Glossary / Loans

Loans

Loans are a type of financial instrument used by lenders, often banks or financial institutions, which provide money or positions to borrowers who agree to pay the amount borrow back with interest over an agreed period. Credit can play different roles such that they can finance for house buying, education, starting or expanding a business or cover for personal expenses. These types of loans are manifested in different ways: secured loans that require collateral and unsecured loans which do not. These aspects of credit including interest rates, repayment terms, and loan amounts change depending of the borrower's creditworthiness, the type of loan, and market conditions. Carefully designed loans are instrumental in advancing individual and business plans while balancing debts responsibly.

Example

Another example of credit is a mortgage with which one buys a house. For example, envisage that a borrower applies to a bank for a loan of $250,000 to buy a new home. Subsequent to evaluating the creditworthiness of the buyer and the home value, the bank endorses the loan at 4% interest rate and with a 30-year repayment term.
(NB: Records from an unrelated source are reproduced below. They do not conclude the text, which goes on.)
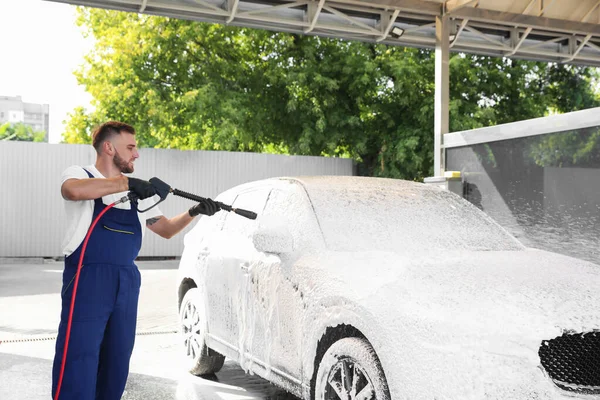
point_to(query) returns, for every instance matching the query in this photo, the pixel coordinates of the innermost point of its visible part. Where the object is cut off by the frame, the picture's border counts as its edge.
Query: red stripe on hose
(64, 361)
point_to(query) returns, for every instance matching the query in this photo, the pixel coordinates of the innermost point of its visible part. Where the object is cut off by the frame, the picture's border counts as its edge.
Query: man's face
(125, 152)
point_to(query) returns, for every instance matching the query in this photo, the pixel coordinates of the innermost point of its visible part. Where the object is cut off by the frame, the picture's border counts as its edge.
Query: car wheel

The buyer commits to repair monthly payments that covered both principal and interest over the term of a loan. This loan gives permission to the purchaser to buy the property straight away, at the same time the bank enjoys revenue from the loan sum as interest. At the beginning of the loan term, the amount due is at its highest, and every time the borrower makes payments, they reduce the loan balance until the loan is fully repaid. This GDP example depicts effectively how the loans help people divide such purchase into installments.